Ad 3) Volgens artikel 2 van bijlage II van het Besluit omgevingsrecht mag op het perceel vergunningvrij een bijbehorend bouwwerk gebouwd worden. Deze mogen in het achtererfgebied gebouwd worden en in dit geval behoort het perceel tot het erf omdat het direct nabij het hoofdgebouw is gelegen. Op het perceel kunnen vergunningvrije bouwwerken worden opgericht.
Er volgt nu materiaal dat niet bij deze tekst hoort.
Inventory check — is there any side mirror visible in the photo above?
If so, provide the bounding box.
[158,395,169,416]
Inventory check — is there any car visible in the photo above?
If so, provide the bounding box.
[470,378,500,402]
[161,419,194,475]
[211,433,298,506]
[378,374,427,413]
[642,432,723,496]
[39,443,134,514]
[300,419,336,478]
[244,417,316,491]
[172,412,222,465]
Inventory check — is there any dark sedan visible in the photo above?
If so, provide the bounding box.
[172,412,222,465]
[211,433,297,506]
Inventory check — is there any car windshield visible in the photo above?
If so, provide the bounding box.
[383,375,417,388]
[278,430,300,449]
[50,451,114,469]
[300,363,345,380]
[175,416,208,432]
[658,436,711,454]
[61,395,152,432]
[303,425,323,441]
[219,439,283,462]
De Wet Algemene Bepalingen Omgevingsrecht en het daarbij behorende Besluit omgevingsrecht zijn op 1 oktober 2010 in werking getreden. Uit de antwoorden van de gemeente blijkt naar het oordeel van het hof genoegzaam dat de bouw van de garage op perceel nr. [2] sindsdien niet door de agrarische bestemming ervan in het bestemmingsplan wordt belemmerd en dat het in redelijkheid niet valt te betwijfelen dat [appellant sub 1] in de daaraan voorafgaande periode vanaf de koopovereenkomst een buitenplanse ontheffing zou hebben verkregen zodat ook toen het door [appellant sub 1] gewenste en voorziene gebruik er niet door werd belemmerd. Alles wijst erop dat de agrarische bestemming van dit perceel en de naastgelegen andere percelen een restant is van het gebruik ervan in vroeger tijden en dat, indien in het schema van de gemeente de actualisering van het ter plaatse geldende bestemmingsplan al aan de beurt zou zijn geweest, die bestemming inmiddels in overeenstemming met de feitelijke situatie, dat wil zeggen woondoeleinden, zou zijn gebracht.
4.11
De consequentie hiervan is dat de enkele omstandigheid dat perceel nr. [2] in het bestemmingsplan (nog) een agrarische bestemming heeft niet meebrengt dat [appellant sub 1] geen
bouwgrondgeleverd heeft gekregen. De planning die hij voor ogen had, te weten een woning aan [adres] en een garage op het achtererf met aansluiting op de buurweg, kon ondanks die bestemming ten tijde van de koopovereenkomst worden gerealiseerd en kan ook nu (en eenvoudiger) worden gerealiseerd. Dat dit anders zou zijn, is door [appellant sub 1] in ieder geval niet aannemelijk gemaakt. De e-mail die hij als productie 14 bij memorie van grieven heeft overgelegd en waarin de formele status van het perceel wordt beschreven, draagt daar niet toe bij, aangezien de formele status in dit geval niet beslissend is gebleken. [appellant sub 1] heeft, kortom, bouwgrond gekocht en bouwgrond gekregen, zodat geen sprake is van een toerekenbare tekortkoming van [geïntimeerde] of van dwaling aan de zijde van [appellant sub 1].
4.12
Voor zover [appellant sub 1] met zijn grieven 4 en 7 van een ander standpunt uitging, falen deze grieven om de hiervoor vermelde redenen. De overige grieven falen omdat, ook indien een of meer van deze grieven terecht zou(den) zijn opgeworpen, dit niet tot een ander resultaat kan leiden. Om dezelfde reden is er geen reden over te gaan tot nadere bewijslevering als door [appellant sub 1] aangeboden of tot overlegging van het procesdossier in de vrijwaringzaak tussen [geïntimeerde] en de [erven B], wat er verder overigens ook zij van de toewijsbaarheid van deze verzoeken.
4.13
Nu alle grieven zijn verworpen, worden het tussenvonnis van 21 september 2011 en het eindvonnis van 17 april 2013, zij het deels op andere gronden, bekrachtigd. [appellant sub 1] wordt als de in het ongelijk gestelde partij veroordeeld in de kosten van het hoger beroep.

5.De uitspraak

Het hof:
verklaart [appellant sub 1] niet-ontvankelijk in zijn hoger beroep tegen het tussenvonnis van 20 juni 2012;
bekrachtigt het tussenvonnis van 21 september 2011 en het eindvonnis van 17 april 2013;
veroordeelt [appellant sub 1] in de kosten van het geding in hoger beroep, tot op deze uitspraak aan de zijde van [geïntimeerde] begroot op € 299,= aan vast recht en op € 1.341,= aan salaris advocaat.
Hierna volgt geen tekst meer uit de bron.